Indemnity up for injured workers in California: Report
- July 7, 2025
- Posted by: Web workers
- Category: Workers Comp
Average income-replacement payments for injured workers in California increased 8.9% from 2012 to 2016 and soared up 17.3% from 2016 to 2020 before leveling off in 2021, according to research published Wednesday by the California Workers’ Compensation Institute on trends in average benefit payments.
CWCI reports that average medical payments started declining two years before cost-reducing S.B. 863 was adopted in 2012 and continued through 2016, a post-reform legislation trend that coincided “with the adoption of enhanced medical dispute resolution tools such as (utilization review) and (independent medical review), the beginning of the transition to the (Resource-Based Relative Value Scale) fee schedule, and a decline in spinal surgeries and opioid use.”
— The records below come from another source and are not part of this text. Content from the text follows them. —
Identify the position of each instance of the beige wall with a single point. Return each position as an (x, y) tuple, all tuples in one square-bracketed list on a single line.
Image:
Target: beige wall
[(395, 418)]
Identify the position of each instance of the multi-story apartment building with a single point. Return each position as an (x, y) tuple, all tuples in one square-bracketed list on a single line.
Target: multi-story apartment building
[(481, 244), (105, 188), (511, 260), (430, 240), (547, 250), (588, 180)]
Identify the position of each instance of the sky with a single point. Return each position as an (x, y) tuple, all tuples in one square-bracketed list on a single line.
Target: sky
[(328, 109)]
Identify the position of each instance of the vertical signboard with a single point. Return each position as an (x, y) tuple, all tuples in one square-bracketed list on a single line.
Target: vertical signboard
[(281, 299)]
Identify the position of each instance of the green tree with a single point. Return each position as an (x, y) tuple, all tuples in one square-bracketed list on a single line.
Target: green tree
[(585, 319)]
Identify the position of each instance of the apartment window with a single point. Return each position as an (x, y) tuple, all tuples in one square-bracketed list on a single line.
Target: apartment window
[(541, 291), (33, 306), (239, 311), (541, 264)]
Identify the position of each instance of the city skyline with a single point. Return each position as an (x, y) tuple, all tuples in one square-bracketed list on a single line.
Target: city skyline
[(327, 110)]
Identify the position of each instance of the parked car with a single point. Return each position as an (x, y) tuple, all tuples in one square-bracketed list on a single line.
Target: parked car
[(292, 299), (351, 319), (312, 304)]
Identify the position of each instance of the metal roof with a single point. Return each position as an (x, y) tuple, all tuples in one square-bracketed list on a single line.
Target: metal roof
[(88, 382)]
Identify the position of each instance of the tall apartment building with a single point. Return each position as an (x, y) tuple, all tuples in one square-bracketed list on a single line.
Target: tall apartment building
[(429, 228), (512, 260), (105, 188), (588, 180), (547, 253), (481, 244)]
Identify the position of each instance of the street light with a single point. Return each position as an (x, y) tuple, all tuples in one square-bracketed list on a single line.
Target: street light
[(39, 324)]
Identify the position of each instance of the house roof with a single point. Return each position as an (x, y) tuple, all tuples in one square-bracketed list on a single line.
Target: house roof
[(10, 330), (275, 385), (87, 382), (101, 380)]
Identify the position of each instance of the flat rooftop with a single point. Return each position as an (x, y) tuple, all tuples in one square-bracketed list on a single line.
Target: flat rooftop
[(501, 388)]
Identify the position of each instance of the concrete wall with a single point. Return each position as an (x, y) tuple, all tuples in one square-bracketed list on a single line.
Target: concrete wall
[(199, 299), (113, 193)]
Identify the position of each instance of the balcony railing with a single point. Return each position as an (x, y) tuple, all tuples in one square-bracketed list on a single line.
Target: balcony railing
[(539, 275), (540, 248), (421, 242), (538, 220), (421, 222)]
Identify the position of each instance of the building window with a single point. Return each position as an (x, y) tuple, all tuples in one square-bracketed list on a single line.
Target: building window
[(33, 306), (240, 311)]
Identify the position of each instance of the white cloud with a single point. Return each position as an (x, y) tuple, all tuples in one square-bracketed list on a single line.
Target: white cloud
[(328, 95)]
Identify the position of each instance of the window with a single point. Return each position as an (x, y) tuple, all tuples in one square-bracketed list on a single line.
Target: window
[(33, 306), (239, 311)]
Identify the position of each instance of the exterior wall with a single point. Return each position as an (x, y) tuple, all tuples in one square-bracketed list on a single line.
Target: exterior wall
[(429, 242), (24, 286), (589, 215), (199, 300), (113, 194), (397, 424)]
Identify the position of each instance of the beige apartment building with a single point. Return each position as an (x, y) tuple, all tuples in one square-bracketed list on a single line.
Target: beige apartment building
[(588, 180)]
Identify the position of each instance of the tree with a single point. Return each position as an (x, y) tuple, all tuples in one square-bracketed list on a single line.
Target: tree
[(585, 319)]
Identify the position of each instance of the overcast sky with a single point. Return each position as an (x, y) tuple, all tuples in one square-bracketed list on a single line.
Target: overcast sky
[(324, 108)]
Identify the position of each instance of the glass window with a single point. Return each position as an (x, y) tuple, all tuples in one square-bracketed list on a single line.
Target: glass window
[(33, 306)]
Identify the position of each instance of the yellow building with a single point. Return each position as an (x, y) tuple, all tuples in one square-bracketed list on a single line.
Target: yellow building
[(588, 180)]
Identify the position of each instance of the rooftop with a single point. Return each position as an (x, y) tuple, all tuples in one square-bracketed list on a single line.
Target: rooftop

Average medical payments bottomed out in 2016, increased by 16.2% over the next four years then leveled off in 2021.
On Indemnity, the increases “were not unexpected, given that weekly maximum (temporary disability) rates rose more than 34% between 2012 and 2021 to reflect changes in the state average weekly wage, fueled in part by the passage of (state law) in 2016, which increased the state’s hourly minimum wage from $10 in 2016 to $15 in 2022, and S.B. 863 (which) mandated increases in (permanent disability) benefits,” CWCI said.
CWCI also reported some variation in trends among different industries.
Average indemnity payments for the transportation and warehousing industry increased 2.8% from 2012 to 2016 and 25.5% from 2016 to 2020, then fell 12.1% from 2020 to 2021. Average indemnity for health care and social assistance increased 7.3% from 2012 to 2016, 8% from 2016 to 2020 and another 10.9% from 2020 to 2021.